In 1964, Ford unveiled its new Mustang, The Beatles landed in America and the Civil Rights Act was signed into law. In Delray Beach, a small group of locals established the Delray Beach Historical Society.
Its mission was "to be an organization that preserves the records and to form a significant and authentic history of the city of Delray Beach."
Now, 50 years later, that dream is thriving.
The Delray Beach Historical Society will celebrate its 50th birthday with an open house on Aug. 26. At the free event, guests will be treated to slices of the world's largest pineapple cake, measuring more than 6 feet long.
The first 100 visitors will each receive a gladiola as a memento, harkening back to the late 1930s when flower farms were big business in the area. Delray Beach was the second largest gladiolus producer in Florida.
Guest appearances by the mayor and those closely connected to the DBHS founders will commemorate the charter signing on Aug. 26, 1964.
During the open house, visitors may freely roam the grounds that boast a native Florida plant garden.
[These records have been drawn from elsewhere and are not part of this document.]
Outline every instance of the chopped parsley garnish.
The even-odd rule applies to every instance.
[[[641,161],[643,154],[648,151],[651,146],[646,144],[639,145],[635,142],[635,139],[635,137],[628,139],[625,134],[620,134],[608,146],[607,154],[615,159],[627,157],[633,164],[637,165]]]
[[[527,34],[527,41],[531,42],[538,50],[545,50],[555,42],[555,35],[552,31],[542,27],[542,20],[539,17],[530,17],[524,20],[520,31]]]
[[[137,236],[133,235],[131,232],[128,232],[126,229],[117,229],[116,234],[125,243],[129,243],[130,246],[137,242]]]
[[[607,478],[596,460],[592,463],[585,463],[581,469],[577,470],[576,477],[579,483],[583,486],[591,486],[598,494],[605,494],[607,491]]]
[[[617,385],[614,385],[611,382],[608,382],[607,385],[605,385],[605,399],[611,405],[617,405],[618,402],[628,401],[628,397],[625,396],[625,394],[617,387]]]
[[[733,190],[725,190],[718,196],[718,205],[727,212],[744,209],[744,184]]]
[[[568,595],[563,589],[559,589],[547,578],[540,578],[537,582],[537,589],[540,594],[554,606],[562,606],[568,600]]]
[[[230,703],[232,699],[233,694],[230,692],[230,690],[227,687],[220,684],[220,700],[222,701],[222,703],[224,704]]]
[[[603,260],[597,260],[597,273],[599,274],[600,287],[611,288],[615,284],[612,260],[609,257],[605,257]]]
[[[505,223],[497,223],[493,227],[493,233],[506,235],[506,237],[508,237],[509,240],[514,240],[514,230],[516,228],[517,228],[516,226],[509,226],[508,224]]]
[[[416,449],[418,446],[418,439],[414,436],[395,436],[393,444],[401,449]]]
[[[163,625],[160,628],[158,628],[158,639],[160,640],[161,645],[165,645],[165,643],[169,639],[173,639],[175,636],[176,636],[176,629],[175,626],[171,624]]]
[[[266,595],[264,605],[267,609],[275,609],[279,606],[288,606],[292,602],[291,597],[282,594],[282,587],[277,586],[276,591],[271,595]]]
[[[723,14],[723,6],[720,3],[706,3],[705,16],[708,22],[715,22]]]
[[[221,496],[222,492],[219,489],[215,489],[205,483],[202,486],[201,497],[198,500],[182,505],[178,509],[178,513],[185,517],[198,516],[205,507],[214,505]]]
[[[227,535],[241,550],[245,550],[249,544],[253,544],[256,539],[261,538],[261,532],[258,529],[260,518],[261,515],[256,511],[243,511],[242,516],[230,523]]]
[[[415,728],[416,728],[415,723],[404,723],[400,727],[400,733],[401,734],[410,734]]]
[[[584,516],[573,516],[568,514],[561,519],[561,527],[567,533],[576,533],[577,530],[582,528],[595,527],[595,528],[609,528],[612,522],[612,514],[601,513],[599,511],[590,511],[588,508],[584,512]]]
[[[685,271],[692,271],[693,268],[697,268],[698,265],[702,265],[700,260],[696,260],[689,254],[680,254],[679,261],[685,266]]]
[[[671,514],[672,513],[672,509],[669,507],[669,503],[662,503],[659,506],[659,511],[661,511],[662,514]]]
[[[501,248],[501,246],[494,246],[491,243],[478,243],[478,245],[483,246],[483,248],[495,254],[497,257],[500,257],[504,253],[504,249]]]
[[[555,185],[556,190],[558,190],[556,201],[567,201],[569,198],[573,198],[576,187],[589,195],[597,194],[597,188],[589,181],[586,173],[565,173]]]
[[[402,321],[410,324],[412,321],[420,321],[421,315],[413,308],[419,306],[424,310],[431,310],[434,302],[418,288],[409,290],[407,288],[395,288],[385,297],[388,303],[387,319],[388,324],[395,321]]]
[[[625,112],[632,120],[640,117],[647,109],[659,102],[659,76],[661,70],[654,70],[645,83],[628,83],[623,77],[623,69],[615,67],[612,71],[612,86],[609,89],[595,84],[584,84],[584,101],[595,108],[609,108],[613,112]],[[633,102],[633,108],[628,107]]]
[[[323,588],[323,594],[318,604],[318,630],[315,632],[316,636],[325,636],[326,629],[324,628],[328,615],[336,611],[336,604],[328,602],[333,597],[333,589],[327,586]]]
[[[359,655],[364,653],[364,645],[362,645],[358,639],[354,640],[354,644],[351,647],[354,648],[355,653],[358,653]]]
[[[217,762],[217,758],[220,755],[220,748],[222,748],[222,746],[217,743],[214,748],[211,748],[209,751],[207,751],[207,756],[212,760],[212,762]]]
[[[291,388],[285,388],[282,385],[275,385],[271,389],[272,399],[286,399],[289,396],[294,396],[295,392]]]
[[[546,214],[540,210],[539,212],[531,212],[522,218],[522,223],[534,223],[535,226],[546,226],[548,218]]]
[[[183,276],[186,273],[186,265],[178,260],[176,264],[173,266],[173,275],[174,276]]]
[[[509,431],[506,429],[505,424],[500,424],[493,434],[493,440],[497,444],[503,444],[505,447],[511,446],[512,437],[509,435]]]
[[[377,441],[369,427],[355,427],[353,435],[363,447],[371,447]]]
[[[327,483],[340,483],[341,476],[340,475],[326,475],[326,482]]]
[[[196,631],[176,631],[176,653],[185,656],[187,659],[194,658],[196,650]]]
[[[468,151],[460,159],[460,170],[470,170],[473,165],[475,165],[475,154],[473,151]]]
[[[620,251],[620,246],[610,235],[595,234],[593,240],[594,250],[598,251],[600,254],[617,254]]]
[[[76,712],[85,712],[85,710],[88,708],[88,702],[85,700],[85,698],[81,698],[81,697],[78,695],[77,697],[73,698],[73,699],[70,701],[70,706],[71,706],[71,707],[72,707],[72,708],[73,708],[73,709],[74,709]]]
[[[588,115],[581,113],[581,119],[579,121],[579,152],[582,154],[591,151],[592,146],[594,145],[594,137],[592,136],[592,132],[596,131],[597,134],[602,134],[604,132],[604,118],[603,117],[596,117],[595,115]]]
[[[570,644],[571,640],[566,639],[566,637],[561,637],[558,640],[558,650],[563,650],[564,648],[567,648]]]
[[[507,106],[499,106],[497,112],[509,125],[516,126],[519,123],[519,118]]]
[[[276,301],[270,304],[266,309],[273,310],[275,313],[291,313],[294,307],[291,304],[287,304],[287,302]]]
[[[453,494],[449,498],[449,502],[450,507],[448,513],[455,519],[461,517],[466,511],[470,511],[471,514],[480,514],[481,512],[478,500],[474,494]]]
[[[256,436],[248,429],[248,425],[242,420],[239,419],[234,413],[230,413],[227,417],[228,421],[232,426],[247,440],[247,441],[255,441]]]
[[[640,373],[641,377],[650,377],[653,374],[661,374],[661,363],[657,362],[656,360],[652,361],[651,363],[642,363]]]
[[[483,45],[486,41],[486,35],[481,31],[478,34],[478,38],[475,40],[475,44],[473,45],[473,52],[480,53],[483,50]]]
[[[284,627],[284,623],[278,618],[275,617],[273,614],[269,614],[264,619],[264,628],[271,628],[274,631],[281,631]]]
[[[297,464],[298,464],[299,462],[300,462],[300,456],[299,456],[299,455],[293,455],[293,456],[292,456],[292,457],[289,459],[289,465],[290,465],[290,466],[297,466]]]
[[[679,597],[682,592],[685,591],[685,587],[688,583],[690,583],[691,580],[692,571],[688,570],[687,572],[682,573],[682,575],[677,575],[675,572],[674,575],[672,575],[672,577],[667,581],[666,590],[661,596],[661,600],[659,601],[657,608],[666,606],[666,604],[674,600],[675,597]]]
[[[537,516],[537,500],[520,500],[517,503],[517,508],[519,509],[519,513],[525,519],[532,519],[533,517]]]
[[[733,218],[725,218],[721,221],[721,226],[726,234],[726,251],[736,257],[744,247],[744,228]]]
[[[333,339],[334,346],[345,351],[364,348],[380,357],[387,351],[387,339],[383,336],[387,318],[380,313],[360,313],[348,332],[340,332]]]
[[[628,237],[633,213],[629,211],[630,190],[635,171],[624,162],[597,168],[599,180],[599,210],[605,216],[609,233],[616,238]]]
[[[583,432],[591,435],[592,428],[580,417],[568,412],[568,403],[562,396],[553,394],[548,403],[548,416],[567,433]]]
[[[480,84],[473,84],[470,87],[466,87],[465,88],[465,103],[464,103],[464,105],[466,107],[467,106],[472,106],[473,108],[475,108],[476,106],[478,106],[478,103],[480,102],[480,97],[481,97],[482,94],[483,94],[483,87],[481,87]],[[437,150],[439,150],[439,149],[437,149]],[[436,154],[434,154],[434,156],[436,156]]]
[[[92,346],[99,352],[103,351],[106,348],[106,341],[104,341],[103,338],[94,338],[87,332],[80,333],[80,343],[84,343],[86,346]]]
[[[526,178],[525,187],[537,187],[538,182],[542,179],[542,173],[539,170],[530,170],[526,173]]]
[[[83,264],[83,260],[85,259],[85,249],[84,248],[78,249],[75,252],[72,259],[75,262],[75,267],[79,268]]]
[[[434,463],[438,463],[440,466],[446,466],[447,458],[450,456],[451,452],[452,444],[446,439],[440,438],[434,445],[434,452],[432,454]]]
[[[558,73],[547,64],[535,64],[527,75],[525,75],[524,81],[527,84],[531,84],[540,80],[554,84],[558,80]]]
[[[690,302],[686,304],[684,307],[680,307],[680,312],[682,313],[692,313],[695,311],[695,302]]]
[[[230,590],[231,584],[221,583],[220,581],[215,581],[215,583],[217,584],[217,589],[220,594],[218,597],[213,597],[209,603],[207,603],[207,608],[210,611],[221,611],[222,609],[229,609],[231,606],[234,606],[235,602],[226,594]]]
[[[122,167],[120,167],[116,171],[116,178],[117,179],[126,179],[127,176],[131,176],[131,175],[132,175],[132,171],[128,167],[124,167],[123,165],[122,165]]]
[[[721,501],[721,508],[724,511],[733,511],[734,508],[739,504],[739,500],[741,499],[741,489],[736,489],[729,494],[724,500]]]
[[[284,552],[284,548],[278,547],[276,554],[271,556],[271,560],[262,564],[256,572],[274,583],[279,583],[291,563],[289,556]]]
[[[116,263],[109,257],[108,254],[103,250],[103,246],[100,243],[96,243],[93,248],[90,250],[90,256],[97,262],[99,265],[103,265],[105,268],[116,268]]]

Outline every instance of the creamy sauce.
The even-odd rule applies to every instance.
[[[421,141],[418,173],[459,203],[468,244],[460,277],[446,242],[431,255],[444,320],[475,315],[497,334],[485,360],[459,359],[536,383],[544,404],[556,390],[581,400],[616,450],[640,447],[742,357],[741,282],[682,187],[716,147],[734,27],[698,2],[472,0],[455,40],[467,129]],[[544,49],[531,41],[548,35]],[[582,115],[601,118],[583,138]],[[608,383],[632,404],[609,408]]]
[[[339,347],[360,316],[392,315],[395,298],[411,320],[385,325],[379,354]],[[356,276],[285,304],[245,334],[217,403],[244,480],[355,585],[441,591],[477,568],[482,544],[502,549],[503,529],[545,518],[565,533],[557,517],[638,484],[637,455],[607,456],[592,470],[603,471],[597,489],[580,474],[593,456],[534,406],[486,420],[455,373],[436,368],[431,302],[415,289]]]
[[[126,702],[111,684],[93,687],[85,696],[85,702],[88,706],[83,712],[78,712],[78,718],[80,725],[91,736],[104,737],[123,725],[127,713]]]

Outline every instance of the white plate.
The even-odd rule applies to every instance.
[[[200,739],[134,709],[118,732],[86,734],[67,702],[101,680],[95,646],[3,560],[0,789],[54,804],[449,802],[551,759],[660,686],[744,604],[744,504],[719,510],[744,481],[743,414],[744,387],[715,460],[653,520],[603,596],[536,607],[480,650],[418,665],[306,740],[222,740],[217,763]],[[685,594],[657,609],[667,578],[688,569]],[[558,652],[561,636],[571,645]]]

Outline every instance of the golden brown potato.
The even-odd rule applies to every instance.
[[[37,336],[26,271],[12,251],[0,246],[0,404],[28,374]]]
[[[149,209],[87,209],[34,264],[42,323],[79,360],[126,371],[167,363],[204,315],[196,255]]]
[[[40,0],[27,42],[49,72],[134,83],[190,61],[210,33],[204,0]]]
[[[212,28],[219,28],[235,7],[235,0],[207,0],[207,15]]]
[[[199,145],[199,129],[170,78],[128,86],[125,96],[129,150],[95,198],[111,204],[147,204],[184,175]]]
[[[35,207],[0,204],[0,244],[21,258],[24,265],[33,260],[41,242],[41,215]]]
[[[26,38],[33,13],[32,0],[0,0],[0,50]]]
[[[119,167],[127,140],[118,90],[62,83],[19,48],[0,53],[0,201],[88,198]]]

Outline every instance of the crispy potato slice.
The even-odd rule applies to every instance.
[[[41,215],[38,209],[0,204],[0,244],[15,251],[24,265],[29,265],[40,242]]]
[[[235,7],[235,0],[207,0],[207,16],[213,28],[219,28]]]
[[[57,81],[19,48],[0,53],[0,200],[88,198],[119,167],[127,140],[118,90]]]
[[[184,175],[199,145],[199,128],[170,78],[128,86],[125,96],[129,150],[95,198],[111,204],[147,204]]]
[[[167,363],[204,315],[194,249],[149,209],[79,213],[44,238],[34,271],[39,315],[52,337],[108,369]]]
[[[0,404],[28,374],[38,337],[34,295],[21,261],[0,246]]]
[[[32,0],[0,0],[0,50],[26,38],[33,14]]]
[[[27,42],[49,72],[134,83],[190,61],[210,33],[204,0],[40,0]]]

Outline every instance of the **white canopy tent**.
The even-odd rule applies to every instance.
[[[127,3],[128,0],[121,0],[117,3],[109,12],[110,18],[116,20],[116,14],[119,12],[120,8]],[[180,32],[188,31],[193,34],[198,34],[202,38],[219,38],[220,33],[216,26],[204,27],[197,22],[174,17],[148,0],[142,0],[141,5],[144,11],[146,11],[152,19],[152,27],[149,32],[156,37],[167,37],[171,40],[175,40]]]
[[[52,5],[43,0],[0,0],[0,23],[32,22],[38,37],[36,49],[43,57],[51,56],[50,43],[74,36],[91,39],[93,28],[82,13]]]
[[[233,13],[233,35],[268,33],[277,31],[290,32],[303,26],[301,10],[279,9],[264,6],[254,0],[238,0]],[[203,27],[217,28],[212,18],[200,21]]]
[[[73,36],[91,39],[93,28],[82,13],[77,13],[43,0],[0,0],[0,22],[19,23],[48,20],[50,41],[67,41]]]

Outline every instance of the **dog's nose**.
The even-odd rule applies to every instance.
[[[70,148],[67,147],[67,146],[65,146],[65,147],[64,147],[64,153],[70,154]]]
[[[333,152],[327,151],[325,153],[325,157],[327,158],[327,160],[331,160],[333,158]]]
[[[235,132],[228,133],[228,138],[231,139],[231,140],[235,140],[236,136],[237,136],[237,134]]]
The three historical buildings – Cason Cottage, the 1926 bungalow and the Ethel Sterling Williams History Learning Center - will be open for tours. Docents will be on hand to answer questions.
The society was founded by Ethel Sterling Williams. Her family was instrumental in the town's early development. From her father, Henry Sterling, she picked up business acumen and entrepreneurship, said her grandson, William S. Williams, an attorney in West Palm Beach.
"She wanted to be a doctor, but couldn't because she was a woman," Williams said. Instead, she taught school, ran the family business, traveled and was active in Delray Beach.
"My grandmother loved the town and did not want Delray to look like the rest of South Florida," Williams said. "She fought to preserve the identity of the town."
The society's executive director Winnie Edwards is a third-generation Delray Beach native. Her late father, Roy Diggans, was one of the original charter members. She joined DBHS staff about six months ago as its only full-time employee.
One of her goals is to continue digitizing the archives and expand research services.
"We still have oral histories on cassette tapes," she said.
The small nonprofit is supported almost fully by donations and memberships. Community support is vital to continuing its work, Edwards said.
Her vision for the next 50 years is to build a vibrant center for education and community life with contemporary-style exhibits and interactive multimedia to bridge generations and "showcase the rich and colorful stories of our past," she said.